Well, dear Reader, it would seem that I have been burning the candle at both ends somewhat of late and I have been riddled with summer flu. Ridiculous! How can one possibly catch flu in the summer? Feeling utterly useless and wishing I could pull the duvet over my head, I coordinated last minute moving jobs from the sofa and put myself to bed with a whisky (purely medicinal of course). That was until the cavalry arrived (in the form of my dear Mamma) or so I thought….. On second glance, I realised that instead of chicken soup and chocolate, she was armed with a jam pan and a copy of one of my childhood culinary favourites, The Good Housekeeping Step by Step Cook book. Even now, I am still strangely fascinated by this glossy tome which
features none other than a recipe for ghoulish sounding Duck in Aspic amongst all kinds of 1970s dinner party disaster menus. The purpose of the cook book’s outing: to make a jam maker of me. My mother is known for her pots of jam littering the larder and her staunch belief that jam can last years and years! Many a breakfast has been spent opening jars to reveal green and blue hues of mould and dear Papa is always threatening to throw out the ‘collection’. I seriously think that there could even be a jar in the pantry from my teenage days……definitely not as palatable as a vintage Margaux!
So, dear Reader, I found myself standing in my kitchen in my jim jams with Poppy in hers too, thinking about how I was going to deal with 3lbs of strawberries and my Mamma’s overexcited enthusiasm for turning me into a preserving queen.
1kg strawberries (leave them whole – freshly picked fruit is better for this, if you can get it or grow it)
600g preserving sugar
350g caster sugar
2 lavender flower heads
Heat the jam pan and add all the strawberries and sugar and stir together. Leaving the strawberries whole gives a more ‘conserve’ style of jam which can be used for cakes, scones and of course, hot buttered toast.
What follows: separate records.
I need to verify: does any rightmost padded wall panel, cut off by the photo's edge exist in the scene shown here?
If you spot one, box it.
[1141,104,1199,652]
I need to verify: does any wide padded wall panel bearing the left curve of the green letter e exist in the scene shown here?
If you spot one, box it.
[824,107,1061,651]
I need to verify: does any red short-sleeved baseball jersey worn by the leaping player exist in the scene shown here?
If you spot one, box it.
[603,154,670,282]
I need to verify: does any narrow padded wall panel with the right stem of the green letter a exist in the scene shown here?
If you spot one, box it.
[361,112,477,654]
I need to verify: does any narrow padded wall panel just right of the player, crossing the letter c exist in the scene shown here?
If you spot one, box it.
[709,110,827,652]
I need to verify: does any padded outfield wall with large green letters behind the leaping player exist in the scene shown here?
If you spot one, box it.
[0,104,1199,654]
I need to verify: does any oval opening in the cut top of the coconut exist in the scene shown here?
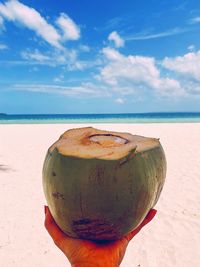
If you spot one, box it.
[89,134,129,147]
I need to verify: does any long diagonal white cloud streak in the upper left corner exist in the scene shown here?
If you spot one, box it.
[0,0,61,48]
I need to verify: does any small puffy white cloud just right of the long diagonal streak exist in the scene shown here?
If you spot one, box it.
[56,13,80,40]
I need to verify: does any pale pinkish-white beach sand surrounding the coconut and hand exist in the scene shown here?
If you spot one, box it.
[0,123,200,267]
The strawberries being a soft fruit will break up a bit anyway as you stir them. Wait until all the sugar has dissolved until you add the lemon juice (lemon juice gives a helping hand as strawberries are notoriously low in pectin so I am told). Stir frequently to stop anything catching on the bottom and simmer gently for approximately 7 minutes. Then allow mixture to come to the boil. Boil rapidly for 10 minutes. Test for setting point by dropping some jam onto a cold spoon. Wait for it to cool and then push the jam with your finger – if it crinkles, it has reached setting point. Wash jars and then place them in a hot oven to sterilise before pouring in the jam (stirring through any scum that may have formed on the top). Add the lavender flowers at the very end, stirring through the pot to make sure they are evenly spread. The lavender is there for fragrance and delicate flavour – try not to be too heavy handed with it though as otherwise you will end up with jammy pot pourri! Seal the jars – jar can be kept for up to 12 months. Refrigerate once opened.
What could be more summery than luscious rosy ripe strawberry jam slathered on a buttery scones piled high with cream and extra strawberries?!! Certainly a diet fail but the perfect accompaniment to watching Wimbledon and the best antidote to a spot of summer flu I can assure you.
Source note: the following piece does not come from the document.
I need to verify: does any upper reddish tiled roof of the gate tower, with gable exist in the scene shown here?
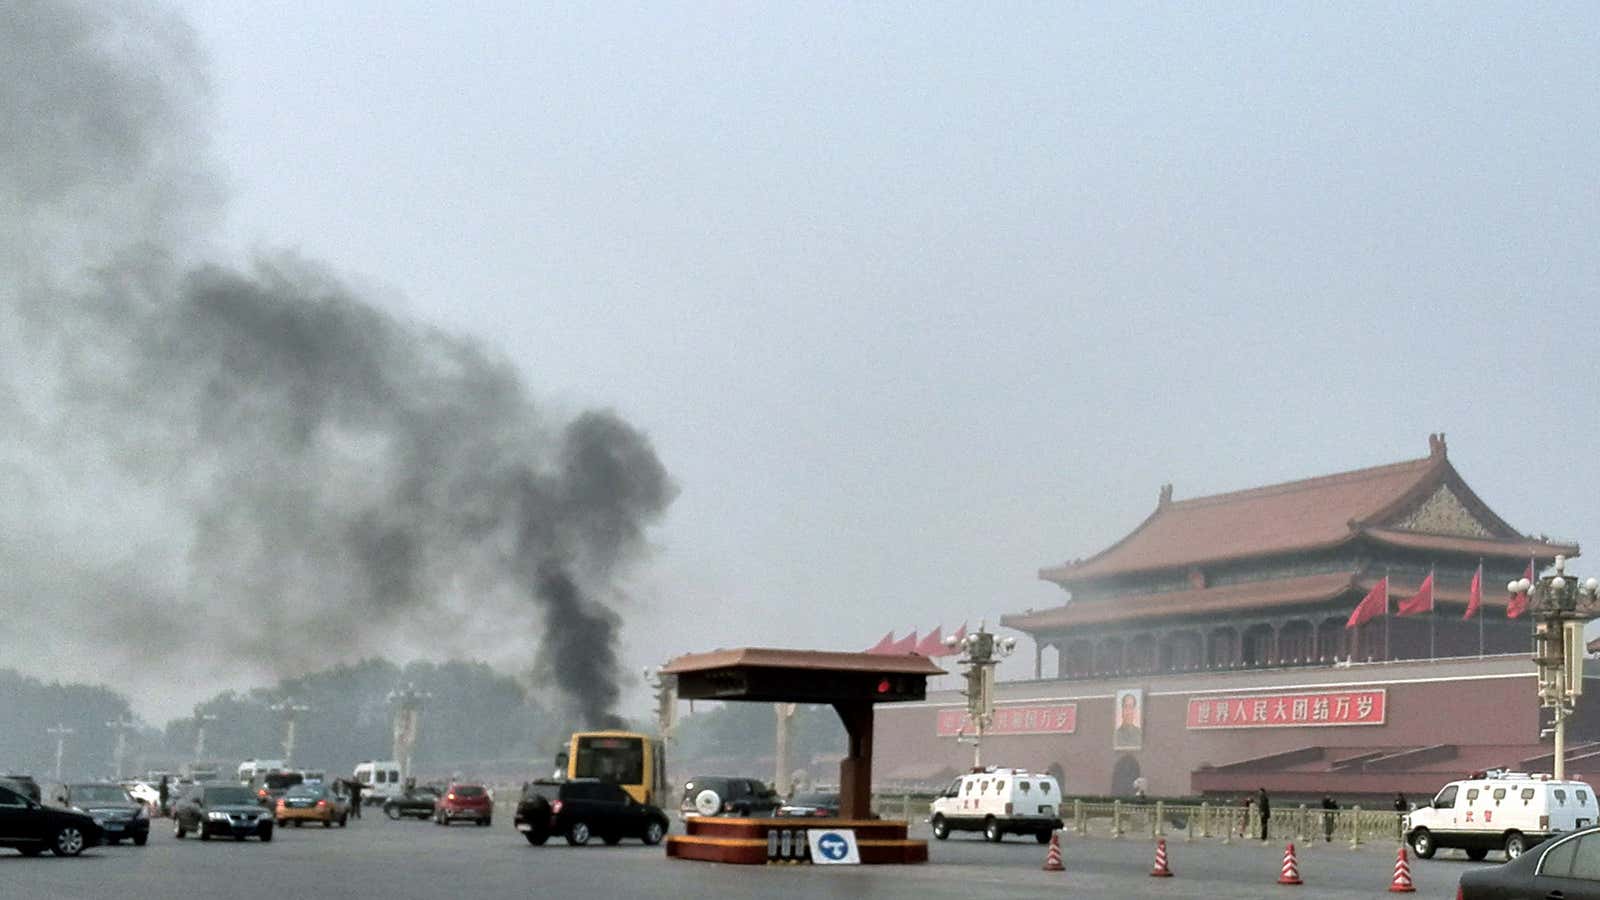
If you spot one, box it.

With some leftover rhubarb, we even had a go at some experimental ‘Jarmalade’ – yes, you guessed it, a jam/marmalade hybrid with rhubarb and orange. Dear Reader, to be honest I think that Mamma and I got a bit carried away with the preserving at this point as we were thinking up all sorts of combinations. Thank goodness Jerry arrived home just in time before I managed to populate the whole kitchen with pots of jam. His first thought was that the removal men would be boxing up at least one whole box of jam…….oh my, dear Reader, it would appear that I may have inherited that jam hoarding gene after all! Perhaps I could endear myself to neighbours in our new village with gifts of jam……?!